が、それは主観論なのでデータで客観的に。
多摩川のハザードの想定は48h雨量で588mmであるが、今回、上流の小河内で556mm(12日)+50mm(11日)と超えてしまっている。特に24hの短時間でほぼ同等の雨が降っている。平野部に出てきた八王子で392.5mm/24h、府中で289mm/24h、大手町で210mm/24hである。平野に来るにつれ雨量は少ない。ただし、24時間あたりの雨量として府中まではハザードの想定を上回っている。その状況を考えれば、紙一重でよく持ちこたえたな、という状況である。箱根の雨量をニュースで見たときに、多摩川も今回は本当に危ないという気がした。
荒川 →ハザード想定 632mm/72h ⇒545mm/24h(三峰)、572mm/24h(ときがわ)
相模川→ハザード想定 567mm/48h ⇒595mm/24h(相模湖)
利根川→ハザード想定 491mm/72h ⇒433mm/24h(神流)、250mm/24h(草津)、150mm/h(水上)、481mm(奥日光)

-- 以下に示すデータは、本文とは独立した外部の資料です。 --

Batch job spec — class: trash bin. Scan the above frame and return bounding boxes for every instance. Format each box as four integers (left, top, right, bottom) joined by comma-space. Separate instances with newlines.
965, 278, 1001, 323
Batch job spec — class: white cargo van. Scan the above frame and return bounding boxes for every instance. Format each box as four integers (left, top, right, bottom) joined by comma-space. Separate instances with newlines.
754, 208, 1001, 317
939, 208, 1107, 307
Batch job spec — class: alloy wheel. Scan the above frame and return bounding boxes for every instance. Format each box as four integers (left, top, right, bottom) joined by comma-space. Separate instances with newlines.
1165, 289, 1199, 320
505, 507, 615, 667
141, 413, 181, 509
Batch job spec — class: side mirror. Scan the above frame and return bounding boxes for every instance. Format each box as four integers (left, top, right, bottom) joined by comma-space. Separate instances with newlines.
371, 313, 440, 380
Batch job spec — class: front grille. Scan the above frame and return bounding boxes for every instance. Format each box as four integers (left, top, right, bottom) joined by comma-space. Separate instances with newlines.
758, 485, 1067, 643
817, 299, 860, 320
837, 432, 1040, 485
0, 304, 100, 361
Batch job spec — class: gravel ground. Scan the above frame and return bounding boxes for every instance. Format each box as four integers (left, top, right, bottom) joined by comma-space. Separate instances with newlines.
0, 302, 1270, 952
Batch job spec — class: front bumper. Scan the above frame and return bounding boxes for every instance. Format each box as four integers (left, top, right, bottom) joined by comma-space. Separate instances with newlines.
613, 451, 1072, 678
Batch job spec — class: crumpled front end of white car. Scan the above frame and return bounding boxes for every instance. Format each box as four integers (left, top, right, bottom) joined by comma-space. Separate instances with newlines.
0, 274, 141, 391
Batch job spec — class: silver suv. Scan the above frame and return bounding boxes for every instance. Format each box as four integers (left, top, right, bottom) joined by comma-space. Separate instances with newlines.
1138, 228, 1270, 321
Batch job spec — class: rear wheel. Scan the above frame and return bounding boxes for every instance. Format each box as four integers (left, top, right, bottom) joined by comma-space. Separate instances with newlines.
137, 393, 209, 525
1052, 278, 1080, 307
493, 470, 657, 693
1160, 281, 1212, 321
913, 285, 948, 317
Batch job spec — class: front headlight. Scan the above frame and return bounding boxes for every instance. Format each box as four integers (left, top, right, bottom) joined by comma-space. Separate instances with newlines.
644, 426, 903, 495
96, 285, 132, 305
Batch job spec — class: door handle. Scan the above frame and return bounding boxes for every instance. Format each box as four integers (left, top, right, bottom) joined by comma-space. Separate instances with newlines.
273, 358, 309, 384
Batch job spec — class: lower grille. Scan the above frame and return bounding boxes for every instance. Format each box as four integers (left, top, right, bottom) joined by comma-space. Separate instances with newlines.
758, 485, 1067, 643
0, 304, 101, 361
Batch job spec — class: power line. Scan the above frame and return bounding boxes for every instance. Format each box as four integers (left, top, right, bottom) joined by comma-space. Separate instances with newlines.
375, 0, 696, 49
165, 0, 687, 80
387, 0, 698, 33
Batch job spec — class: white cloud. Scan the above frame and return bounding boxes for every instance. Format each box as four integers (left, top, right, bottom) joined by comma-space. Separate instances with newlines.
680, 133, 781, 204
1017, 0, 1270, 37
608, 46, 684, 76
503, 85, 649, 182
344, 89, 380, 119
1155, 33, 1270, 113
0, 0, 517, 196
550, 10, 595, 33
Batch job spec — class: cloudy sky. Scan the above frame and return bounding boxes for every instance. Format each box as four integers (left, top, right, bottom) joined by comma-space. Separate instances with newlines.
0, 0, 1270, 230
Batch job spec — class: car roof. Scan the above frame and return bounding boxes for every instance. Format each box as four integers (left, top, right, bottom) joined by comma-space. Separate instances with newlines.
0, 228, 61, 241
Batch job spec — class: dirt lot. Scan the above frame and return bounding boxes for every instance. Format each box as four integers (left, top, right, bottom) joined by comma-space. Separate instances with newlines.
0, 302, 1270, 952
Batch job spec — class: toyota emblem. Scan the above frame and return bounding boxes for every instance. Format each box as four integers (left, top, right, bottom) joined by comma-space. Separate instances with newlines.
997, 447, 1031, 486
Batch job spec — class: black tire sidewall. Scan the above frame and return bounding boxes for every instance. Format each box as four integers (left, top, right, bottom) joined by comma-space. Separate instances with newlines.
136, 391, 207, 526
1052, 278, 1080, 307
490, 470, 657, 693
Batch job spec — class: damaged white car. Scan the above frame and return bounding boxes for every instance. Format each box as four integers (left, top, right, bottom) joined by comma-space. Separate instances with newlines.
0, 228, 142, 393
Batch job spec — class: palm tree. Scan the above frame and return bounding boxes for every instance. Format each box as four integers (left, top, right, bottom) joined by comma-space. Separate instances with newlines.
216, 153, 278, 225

千曲川→ハザード想定 396mm/48h ⇒395.5mm/24h(北相木)
まず、降雨量については、箱根⇒奥多摩⇒秩父⇒西上州と海に対して手前に近いところの山間部ほどよく雨が降っており、山が高い奥日光もかなり降ったことがわかる。いずれにしても各河川の上流には24hあたりに置き換えてみるとハザードマップの想定以上の降雨が計測されているのが現実であるし、48hや72hの想定とほぼ同等かそれ以上の雨が24hで降っている。実際に決壊したのは千曲川や荒川上流の都幾川であるが、他の河川についても決して余裕があったわけではないし、むしろ決壊が生じていたとしてもおかしくない。シミュレーションとは、ある条件のもとに何が起こるのか、未来を予想することである。条件が正しくなければそこから導かれる結果も現実とは異なるものになる。今回の教訓として見直すべきは以下だろうか。

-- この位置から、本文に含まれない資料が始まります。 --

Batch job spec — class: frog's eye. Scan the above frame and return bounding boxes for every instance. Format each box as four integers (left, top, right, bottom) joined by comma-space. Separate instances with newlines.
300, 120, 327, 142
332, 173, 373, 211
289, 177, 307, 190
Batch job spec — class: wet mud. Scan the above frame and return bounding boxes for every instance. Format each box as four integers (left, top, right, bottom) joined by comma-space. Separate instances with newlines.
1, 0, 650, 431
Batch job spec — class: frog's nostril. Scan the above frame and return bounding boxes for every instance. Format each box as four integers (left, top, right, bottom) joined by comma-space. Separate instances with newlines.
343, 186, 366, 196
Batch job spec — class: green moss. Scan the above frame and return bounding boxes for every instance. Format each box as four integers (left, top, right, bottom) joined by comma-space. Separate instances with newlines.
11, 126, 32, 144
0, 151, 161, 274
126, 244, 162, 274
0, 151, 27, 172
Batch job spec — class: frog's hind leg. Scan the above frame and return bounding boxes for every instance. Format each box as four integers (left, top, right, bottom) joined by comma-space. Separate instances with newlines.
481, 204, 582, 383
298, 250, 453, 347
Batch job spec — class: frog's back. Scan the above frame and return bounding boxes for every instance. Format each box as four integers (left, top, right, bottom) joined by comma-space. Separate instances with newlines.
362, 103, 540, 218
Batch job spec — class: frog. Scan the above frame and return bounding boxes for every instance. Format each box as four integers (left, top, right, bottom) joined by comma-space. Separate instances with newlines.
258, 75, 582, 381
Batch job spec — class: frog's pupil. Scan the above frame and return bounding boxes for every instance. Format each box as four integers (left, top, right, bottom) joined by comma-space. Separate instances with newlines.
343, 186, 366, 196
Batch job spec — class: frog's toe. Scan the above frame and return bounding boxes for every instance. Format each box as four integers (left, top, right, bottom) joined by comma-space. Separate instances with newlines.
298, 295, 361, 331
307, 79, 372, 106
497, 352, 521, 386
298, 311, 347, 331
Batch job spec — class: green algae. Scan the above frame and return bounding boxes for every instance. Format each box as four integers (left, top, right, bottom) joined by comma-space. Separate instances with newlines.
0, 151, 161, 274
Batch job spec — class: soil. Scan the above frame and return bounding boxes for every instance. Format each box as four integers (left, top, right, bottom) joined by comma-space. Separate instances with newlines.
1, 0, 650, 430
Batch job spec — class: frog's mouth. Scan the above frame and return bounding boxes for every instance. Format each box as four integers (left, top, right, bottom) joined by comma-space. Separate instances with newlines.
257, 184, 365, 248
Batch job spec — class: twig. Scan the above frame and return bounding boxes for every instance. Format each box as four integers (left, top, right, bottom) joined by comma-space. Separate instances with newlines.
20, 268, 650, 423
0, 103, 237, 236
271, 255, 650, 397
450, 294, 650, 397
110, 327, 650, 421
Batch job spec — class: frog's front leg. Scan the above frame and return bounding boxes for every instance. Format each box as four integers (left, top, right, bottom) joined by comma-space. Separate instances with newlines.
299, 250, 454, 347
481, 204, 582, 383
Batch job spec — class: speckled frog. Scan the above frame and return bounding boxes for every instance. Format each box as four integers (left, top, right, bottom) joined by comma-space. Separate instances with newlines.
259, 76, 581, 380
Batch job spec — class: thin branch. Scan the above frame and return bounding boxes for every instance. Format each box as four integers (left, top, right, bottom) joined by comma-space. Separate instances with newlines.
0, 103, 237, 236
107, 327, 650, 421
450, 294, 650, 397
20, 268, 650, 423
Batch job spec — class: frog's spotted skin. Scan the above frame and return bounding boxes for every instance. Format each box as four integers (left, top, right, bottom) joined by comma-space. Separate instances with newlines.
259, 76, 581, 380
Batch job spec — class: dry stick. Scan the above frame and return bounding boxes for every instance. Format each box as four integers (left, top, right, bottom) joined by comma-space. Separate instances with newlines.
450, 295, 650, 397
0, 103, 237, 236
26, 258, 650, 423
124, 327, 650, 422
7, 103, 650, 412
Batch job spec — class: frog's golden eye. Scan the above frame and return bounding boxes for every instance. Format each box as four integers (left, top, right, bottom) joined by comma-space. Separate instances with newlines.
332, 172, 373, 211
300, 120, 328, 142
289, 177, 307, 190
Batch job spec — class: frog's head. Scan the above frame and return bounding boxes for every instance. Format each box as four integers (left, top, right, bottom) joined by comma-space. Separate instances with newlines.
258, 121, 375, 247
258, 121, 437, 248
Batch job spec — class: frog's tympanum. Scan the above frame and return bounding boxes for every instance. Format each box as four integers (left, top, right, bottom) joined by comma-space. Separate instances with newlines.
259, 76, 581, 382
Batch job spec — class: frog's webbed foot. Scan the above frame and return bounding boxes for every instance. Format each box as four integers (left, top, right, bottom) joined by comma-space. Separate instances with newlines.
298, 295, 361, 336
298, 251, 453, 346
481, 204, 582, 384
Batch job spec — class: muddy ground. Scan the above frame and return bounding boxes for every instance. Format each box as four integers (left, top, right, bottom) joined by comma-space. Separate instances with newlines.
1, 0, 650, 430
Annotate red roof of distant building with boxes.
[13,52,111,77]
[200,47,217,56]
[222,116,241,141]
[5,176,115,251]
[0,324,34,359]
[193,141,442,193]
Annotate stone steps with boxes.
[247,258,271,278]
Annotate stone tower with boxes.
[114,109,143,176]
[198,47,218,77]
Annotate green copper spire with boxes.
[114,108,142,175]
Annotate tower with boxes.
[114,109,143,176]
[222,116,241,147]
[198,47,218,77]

①流域すべてに等しく降雨されている想定であるが、山間部と平野部では降雨量が違うのは当然
②24時間で上流部には48時間または72時間の想定降雨と同等の降雨が現実にあった
③降雨想定がそもそもわかりにくい、1000年に一度の雨とは?
①,②は信頼性の高い情報とするために粛々と見直せばよいとして、問題は③である。今回もニュースなどで散々と言われていた50年に一度の雨やら風やら、わかりやすい表現とするのが急務である。50年に一度、を毎年どこかで聞くような気がするかもしれないが、こんな表現は10回に1回は東京マラソン当たる、と同程度の意味の表現でしかない。つまり、連続で当たる人もいれば、第1回から外れ続けている人もいる。50年に一度の統計上のものだって、現実には連続で起こることもある。知るべきは、〇〇年に一度、ではなくて、いついつどこの大雨の何倍くらい、といった数値として感覚でわかるべき情報である。そういう意味では、今回の台風19号は今後の基準となり得るものではあった。正しく予測することと、それを正しく伝えることがエンジニアリングとして重要である。そして、日頃から自分の住んでいる場所について、ハザードマップを調べておくことが絶対的に重要である。
と、専門外のことをまるで知ってるかのように書いたが、以上のような降雨状況から察するに関東から信越、東北にかけての山は今回の台風で軒並み何らか影響を受けたと考えて差支えない。倒木から崩落まで、被害の大小は場所により異なるとは思うが。山に行くときには最新の情報収集が必須であるし、トレラン大会どころではないので今年いっぱいは中止が相次ぐのもやむを得ないだろう。